FEMA's flood maps are coarse. If your home sits 20 feet above the surrounding terrain but the FIRM panel still draws an AE zone over your roof, you can appeal. The mechanism is the Letter of Map Amendment (LOMA).

Published 2026-04-25 · Last reviewed 2026-04-25 · methodology

What a LOMA does

A LOMA is FEMA's official statement that a specific structure (or specific portion of a parcel) is NOT in the Special Flood Hazard Area, despite what the FIRM panel shows.

Once issued, a LOMA exempts the property from mandatory flood insurance for federally-backed mortgages. It also typically reduces voluntary flood insurance premiums significantly.

How to file

Required: an Elevation Certificate from a licensed surveyor or engineer ($500–$2,000 typical). It documents the lowest adjacent grade vs. base flood elevation.

Submit FEMA Form MT-1 with the EC, parcel deed, and property survey to FEMA's Map Information eXchange (FMIX). No fee from FEMA itself.

Processing time: 60–90 days typical. Complex appeals can take 6+ months.

Success rates

FEMA reports ~60% of complete LOMA applications are issued. Of the 40% denied, most are because the surveyor's elevation showed the structure WAS below BFE — appeals cannot rewrite physical reality.

Properties on slopes or elevated lots are most likely to succeed. Properties in coastal AE/VE zones rarely succeed unless the structure is genuinely above the wave-action elevation.

LOMR vs. LOMA

A Letter of Map REVISION (LOMR) updates the underlying FIRM panel itself — typically used after engineering changes (built a levee, raised a road) or after a community-wide remapping.

A LOMA only updates ONE property's status. Same form, but different scope.

LOMR-based revisions can take 1+ year.

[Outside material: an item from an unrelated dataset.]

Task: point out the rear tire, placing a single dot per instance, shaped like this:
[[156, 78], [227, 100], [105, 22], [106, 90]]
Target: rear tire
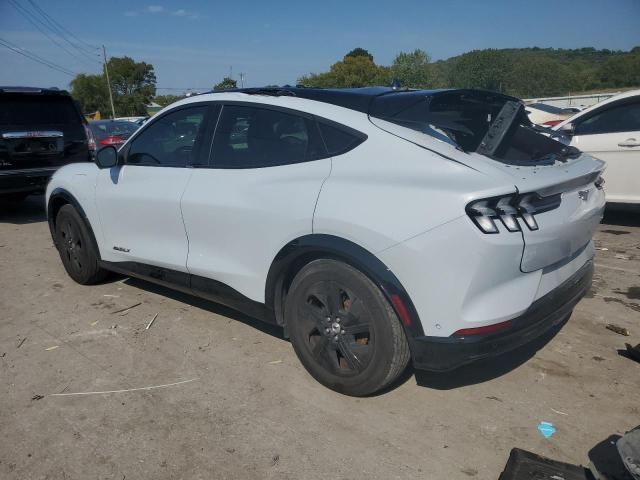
[[343, 329], [76, 247]]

LOMAs are individual.

What zipradar shows

ZIP-level FEMA NFHL flood-zone summary, plus a deep-link to FEMA Map Service Center where users can search by exact address. We don't surface LOMA status per parcel because that data is not in the public NFHL feed.

If your address shows AE/A/AO/VE on FEMA's site but you suspect it's wrong, the LOMA path is documented at fema.gov/floodplain-management/manage-risk/loma.